そして、より良いオフィスづくりのためのパートナー探しの第一歩として、3社によるコンペを実施した。条件として最も重視したのは、社員の業務時間を極力割くことなく、約1年で完璧に移転を実現できるノウハウ・実績があること。3社からの提案を比較検討して選ばれたのはCBREだった。「同社は歴史と経験があり、また、損保ジャパンのグループ企業の移転PMを担当していたため、その評判と実績も評価しました。コスト面はもちろんですが、一番の決め手は提案力とサポート体制。実際に、想像していた以上に綿密な提案力と、十分に顧客の立場に立ったサポート体制でプロジェクトを推進してもらいました。つまりプラスアルファの魅力があったということです」担当部の部長は当時をこう振り返る。
全社員アンケートで意向を抽出 快適なビジネス空間を創造
こうして、本格的な移転プロジェクトが始動した。チームは同社の各部門から選抜された10名のワーキング・グループ(WG)にCBREを加えたというメンバー構成である。
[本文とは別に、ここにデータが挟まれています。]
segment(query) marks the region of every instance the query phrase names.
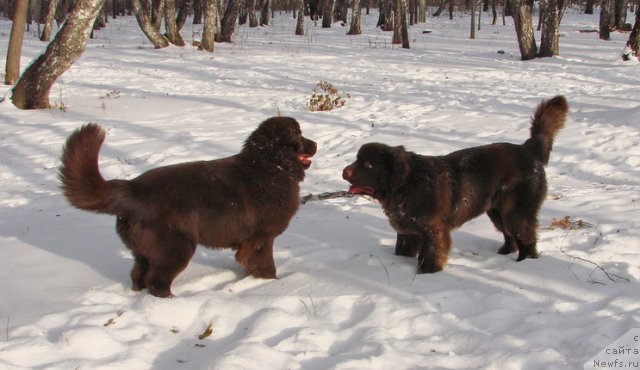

それでは具体的に、どういうオフィスにしていくのか。この命題に対して、プロジェクト・チームがまず実施したのが全社員に対するアンケート調査だった。既存のオフィスの不満点や新オフィスに期待する点を把握し、生産性を向上させ、これからの本社にふさわしいビジネス空間を創造するには、そこで働く社員にヒアリングするのが一番、というわけだ。こういったボトムアップで社員の望む機能を採用していくことは、当たり前のようで、その具現化はなかなかできることではない。出てきた問題点は個人の業務環境と、オフィスの共有スペースに対する不満の2つのタイプがあり、個人スペースが狭いといったものから、インフラ周りや周辺の音の問題まで多岐にわたった。この定量的結果と、コンサルティングからの定性的な問題点をCBREが提示し、オフィスコンセプト、具現化のためのコストシミュレーションを導き出していった。
ユニバーサルデザインのレイアウト 各種コンペによるコストダウンの実現
オフィスづくりでこだわったのは、執務環境の向上である。社員の多くは運用部門で、その他のバックオフィスのメンバーも含めて、業務時間内の在籍率は高い傾向にある。したがって、この点が重要なポイントになるのは当然だろう。また、ヒートアイランド現象を防止する空、水、緑をイメージさせるインテリアを取り入れることで、CSR(環境対策面)を社員に意識付けさせながら、移転によりワンフロアが狭くなったオフィスでも明るさや広さを感じられるようにした。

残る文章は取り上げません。